And something simpler here for you;
How do we know more CO2 is causing warming?
Climate sensitivity
As the name suggests, climate sensitivity is an estimate of how sensitive the climate is to an increase in a radiative forcing. The climate sensitivity value tells us how much the planet will warm or cool in response to a given radiative forcing change. As you might guess, the temperature change is proportional to the change in the amount of energy reaching the Earth's surface (the radiative forcing), and the climate sensitivity is the coefficient of proportionality:
dT = λ*dF
Where 'dT' is the change in the Earth's average surface temperature, 'λ' is the climate sensitivity, usually with units in Kelvin or degrees Celsius per Watts per square meter (°C/[W/m2]), and 'dF' is the radiative forcing.
So now to calculate the change in temperature, we just need to know the climate sensitivity. Studies have given a possible range of values of 2-4.5°C warming for a doubling of CO2 (IPCC 2007).
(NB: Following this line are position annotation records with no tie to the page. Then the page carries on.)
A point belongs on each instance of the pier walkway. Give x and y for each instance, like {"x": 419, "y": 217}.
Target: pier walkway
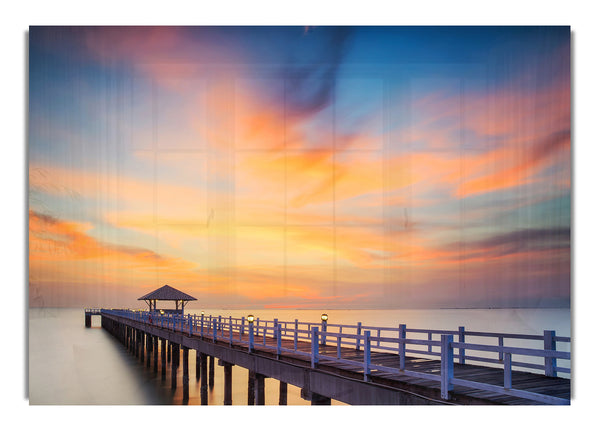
{"x": 358, "y": 364}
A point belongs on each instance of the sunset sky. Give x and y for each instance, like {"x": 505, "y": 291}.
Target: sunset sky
{"x": 325, "y": 167}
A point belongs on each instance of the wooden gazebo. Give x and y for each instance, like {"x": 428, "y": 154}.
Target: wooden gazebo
{"x": 167, "y": 293}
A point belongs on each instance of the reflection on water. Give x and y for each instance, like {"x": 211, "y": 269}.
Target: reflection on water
{"x": 72, "y": 364}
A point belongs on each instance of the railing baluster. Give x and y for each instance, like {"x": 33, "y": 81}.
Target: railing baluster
{"x": 314, "y": 351}
{"x": 295, "y": 335}
{"x": 402, "y": 345}
{"x": 507, "y": 371}
{"x": 278, "y": 341}
{"x": 447, "y": 365}
{"x": 367, "y": 360}
{"x": 550, "y": 344}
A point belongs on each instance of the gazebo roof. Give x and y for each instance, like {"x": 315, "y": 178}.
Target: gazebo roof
{"x": 167, "y": 293}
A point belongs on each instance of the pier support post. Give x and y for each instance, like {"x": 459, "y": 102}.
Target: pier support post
{"x": 203, "y": 380}
{"x": 186, "y": 375}
{"x": 282, "y": 393}
{"x": 211, "y": 371}
{"x": 227, "y": 399}
{"x": 251, "y": 390}
{"x": 260, "y": 389}
{"x": 163, "y": 358}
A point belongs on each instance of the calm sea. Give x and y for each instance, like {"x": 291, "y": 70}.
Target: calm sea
{"x": 71, "y": 364}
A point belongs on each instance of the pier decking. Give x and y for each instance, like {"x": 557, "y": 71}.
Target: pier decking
{"x": 356, "y": 364}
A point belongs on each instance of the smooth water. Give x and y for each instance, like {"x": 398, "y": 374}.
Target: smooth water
{"x": 72, "y": 364}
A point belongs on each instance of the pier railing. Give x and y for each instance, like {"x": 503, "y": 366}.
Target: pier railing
{"x": 499, "y": 350}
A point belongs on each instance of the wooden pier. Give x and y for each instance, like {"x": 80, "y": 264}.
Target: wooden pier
{"x": 355, "y": 364}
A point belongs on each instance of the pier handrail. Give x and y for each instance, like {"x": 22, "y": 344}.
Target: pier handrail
{"x": 268, "y": 334}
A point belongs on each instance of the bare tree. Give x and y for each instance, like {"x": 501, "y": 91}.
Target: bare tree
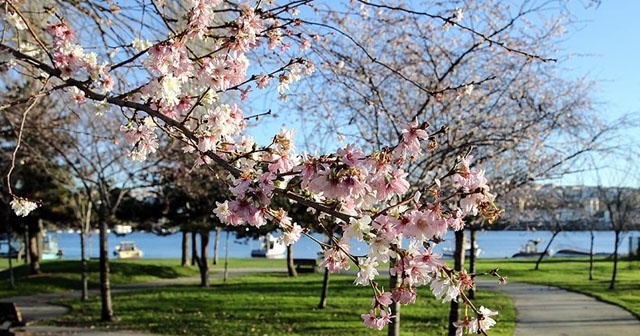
{"x": 623, "y": 207}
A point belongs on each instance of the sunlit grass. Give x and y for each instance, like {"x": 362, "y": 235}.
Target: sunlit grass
{"x": 64, "y": 275}
{"x": 272, "y": 304}
{"x": 573, "y": 274}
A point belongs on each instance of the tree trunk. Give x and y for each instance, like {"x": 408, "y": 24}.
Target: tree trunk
{"x": 85, "y": 225}
{"x": 194, "y": 248}
{"x": 458, "y": 262}
{"x": 612, "y": 285}
{"x": 325, "y": 290}
{"x": 185, "y": 249}
{"x": 27, "y": 245}
{"x": 226, "y": 259}
{"x": 291, "y": 268}
{"x": 546, "y": 249}
{"x": 591, "y": 255}
{"x": 394, "y": 325}
{"x": 203, "y": 265}
{"x": 216, "y": 246}
{"x": 35, "y": 243}
{"x": 105, "y": 285}
{"x": 473, "y": 234}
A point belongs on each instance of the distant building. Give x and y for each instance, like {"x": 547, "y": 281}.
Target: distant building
{"x": 545, "y": 207}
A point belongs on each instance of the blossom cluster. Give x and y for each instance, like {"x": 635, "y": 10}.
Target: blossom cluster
{"x": 368, "y": 195}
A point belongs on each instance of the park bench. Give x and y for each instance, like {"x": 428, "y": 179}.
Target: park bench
{"x": 9, "y": 317}
{"x": 305, "y": 265}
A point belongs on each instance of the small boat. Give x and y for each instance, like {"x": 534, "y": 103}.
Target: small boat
{"x": 50, "y": 250}
{"x": 14, "y": 248}
{"x": 450, "y": 251}
{"x": 122, "y": 230}
{"x": 270, "y": 248}
{"x": 127, "y": 250}
{"x": 530, "y": 250}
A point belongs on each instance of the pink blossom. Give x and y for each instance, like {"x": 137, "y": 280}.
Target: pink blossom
{"x": 404, "y": 295}
{"x": 384, "y": 299}
{"x": 367, "y": 271}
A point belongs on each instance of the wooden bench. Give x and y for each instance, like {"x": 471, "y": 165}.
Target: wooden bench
{"x": 9, "y": 317}
{"x": 305, "y": 265}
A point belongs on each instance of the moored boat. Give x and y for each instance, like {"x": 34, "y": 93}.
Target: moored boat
{"x": 127, "y": 250}
{"x": 270, "y": 248}
{"x": 50, "y": 250}
{"x": 530, "y": 250}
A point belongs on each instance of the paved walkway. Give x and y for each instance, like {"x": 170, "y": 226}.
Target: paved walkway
{"x": 550, "y": 311}
{"x": 540, "y": 310}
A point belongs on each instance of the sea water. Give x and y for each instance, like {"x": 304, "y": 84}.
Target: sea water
{"x": 494, "y": 244}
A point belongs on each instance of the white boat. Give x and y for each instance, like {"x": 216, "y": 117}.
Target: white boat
{"x": 50, "y": 248}
{"x": 122, "y": 230}
{"x": 450, "y": 250}
{"x": 530, "y": 250}
{"x": 270, "y": 248}
{"x": 127, "y": 250}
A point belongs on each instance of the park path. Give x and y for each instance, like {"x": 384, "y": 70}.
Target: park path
{"x": 540, "y": 310}
{"x": 551, "y": 311}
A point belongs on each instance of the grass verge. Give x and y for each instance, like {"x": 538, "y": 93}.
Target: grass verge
{"x": 64, "y": 275}
{"x": 573, "y": 274}
{"x": 271, "y": 304}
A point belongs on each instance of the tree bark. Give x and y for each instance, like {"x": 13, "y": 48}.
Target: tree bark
{"x": 591, "y": 255}
{"x": 291, "y": 268}
{"x": 84, "y": 228}
{"x": 546, "y": 249}
{"x": 458, "y": 262}
{"x": 473, "y": 235}
{"x": 394, "y": 325}
{"x": 226, "y": 259}
{"x": 325, "y": 290}
{"x": 203, "y": 265}
{"x": 34, "y": 245}
{"x": 105, "y": 285}
{"x": 612, "y": 284}
{"x": 185, "y": 249}
{"x": 216, "y": 246}
{"x": 194, "y": 248}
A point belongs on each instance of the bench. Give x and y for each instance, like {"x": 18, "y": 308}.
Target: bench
{"x": 305, "y": 265}
{"x": 9, "y": 317}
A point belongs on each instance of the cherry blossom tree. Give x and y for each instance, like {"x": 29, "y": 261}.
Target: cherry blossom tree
{"x": 171, "y": 80}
Using these values it's a simple task to put the climate sensitivity into the units we need, using the formulas above:
λ = dT/dF = dT/(5.35 * ln[2])= [2 to 4.5°C]/3.7 = 0.54 to 1.2°C/(W/m2)
Using this range of possible climate sensitivity values, we can plug λ into the formulas above and calculate the expected temperature change. The atmospheric CO2 concentration as of 2010 is about 390 ppmv. This gives us the value for 'C', and for 'Co' we'll use the pre-industrial value of 280 ppmv.
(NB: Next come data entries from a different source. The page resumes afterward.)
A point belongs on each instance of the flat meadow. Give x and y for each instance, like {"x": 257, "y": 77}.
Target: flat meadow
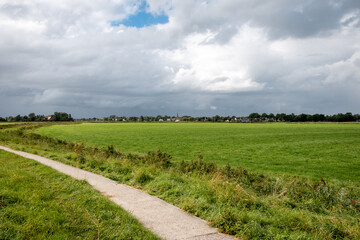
{"x": 270, "y": 181}
{"x": 323, "y": 150}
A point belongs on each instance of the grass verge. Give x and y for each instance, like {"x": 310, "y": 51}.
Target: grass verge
{"x": 37, "y": 202}
{"x": 239, "y": 202}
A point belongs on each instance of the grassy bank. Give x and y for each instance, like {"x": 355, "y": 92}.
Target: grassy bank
{"x": 312, "y": 150}
{"x": 247, "y": 204}
{"x": 37, "y": 202}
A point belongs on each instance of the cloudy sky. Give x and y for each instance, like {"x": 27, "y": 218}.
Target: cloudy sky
{"x": 195, "y": 57}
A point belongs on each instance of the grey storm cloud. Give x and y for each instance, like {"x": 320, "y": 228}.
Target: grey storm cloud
{"x": 212, "y": 57}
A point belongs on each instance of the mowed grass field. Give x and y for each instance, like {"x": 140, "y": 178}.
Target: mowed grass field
{"x": 37, "y": 202}
{"x": 329, "y": 151}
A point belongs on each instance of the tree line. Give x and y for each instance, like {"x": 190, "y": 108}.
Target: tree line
{"x": 253, "y": 117}
{"x": 32, "y": 117}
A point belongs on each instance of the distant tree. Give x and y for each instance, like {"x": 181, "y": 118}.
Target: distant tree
{"x": 17, "y": 118}
{"x": 254, "y": 116}
{"x": 61, "y": 116}
{"x": 32, "y": 117}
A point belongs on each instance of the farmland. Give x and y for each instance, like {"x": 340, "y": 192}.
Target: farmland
{"x": 250, "y": 204}
{"x": 329, "y": 151}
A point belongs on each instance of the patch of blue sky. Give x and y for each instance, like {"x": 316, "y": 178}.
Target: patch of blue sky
{"x": 142, "y": 18}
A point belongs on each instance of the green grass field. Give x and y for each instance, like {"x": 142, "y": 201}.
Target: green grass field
{"x": 247, "y": 204}
{"x": 37, "y": 202}
{"x": 329, "y": 151}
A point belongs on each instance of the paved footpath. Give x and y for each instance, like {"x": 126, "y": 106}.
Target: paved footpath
{"x": 162, "y": 218}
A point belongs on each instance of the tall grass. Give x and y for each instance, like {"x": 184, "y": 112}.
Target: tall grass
{"x": 37, "y": 202}
{"x": 238, "y": 201}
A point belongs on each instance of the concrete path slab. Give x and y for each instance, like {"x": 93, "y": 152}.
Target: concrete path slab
{"x": 162, "y": 218}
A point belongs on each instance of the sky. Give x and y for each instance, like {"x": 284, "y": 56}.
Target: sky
{"x": 191, "y": 57}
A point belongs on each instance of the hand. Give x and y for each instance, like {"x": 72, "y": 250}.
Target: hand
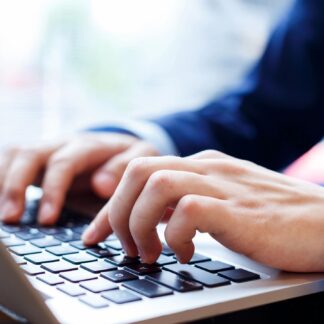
{"x": 90, "y": 162}
{"x": 270, "y": 217}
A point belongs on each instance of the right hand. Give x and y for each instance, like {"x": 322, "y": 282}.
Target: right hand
{"x": 91, "y": 162}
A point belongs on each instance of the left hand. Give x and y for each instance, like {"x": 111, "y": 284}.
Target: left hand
{"x": 270, "y": 217}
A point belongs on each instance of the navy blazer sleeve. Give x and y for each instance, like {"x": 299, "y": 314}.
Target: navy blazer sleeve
{"x": 278, "y": 111}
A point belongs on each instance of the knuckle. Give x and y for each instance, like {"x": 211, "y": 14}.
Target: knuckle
{"x": 137, "y": 166}
{"x": 160, "y": 180}
{"x": 189, "y": 206}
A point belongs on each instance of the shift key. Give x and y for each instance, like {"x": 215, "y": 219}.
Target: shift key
{"x": 198, "y": 275}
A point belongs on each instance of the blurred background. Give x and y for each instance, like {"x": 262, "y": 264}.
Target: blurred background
{"x": 66, "y": 65}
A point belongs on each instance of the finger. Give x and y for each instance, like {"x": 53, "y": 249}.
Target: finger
{"x": 163, "y": 189}
{"x": 63, "y": 167}
{"x": 197, "y": 213}
{"x": 21, "y": 173}
{"x": 99, "y": 228}
{"x": 210, "y": 154}
{"x": 129, "y": 188}
{"x": 106, "y": 179}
dT = λ*dF = λ * 5.35 * ln(390/280) = 1.8 * λ
We both know that you don't understand that at all rocks, but the glaring error there is an assumed forcing and an assumed climate sensitivity. We don't know what the climate sensitivity is, therefore your so called proof is nothing more than an unverifiable assumption.
Lets pretend for a second that you actually do understand what you posted. If that is the case, then lets assume that you understand the ideal gas law which is even simpler than what you posted.
PV=nRT where P = the pressure of a gas, V = the volume of a gas, n = the amount of a gas ( the number of molecules), R = the universal gas constant, and T = the temperature of the gas.
Look closely at the equation. Note the = sign. That means that the two sides must remain equal, therefore a change in any one, or more than one of them will result in changing values across the board. P and V are inversely proportional so an increase in pressure will result in a decrease of volume and vise versa.
If you increase either P or V without reducing the other one will require an increase in n, or the gas constant which has a relation to gravity, or T. nRT will then equal PV.
According to the ideal gas law, it isn't possible for PV to not equal nRT and you can't hold P steady while increasing T and V equally but reducing n.
If more greenhouse gasses lead to a higher T, which causes V to rise, then the reduced n must result in a lower V which must result in a lower T.
Explain how to get around that problem within the framework of the greenhouse hypothesis.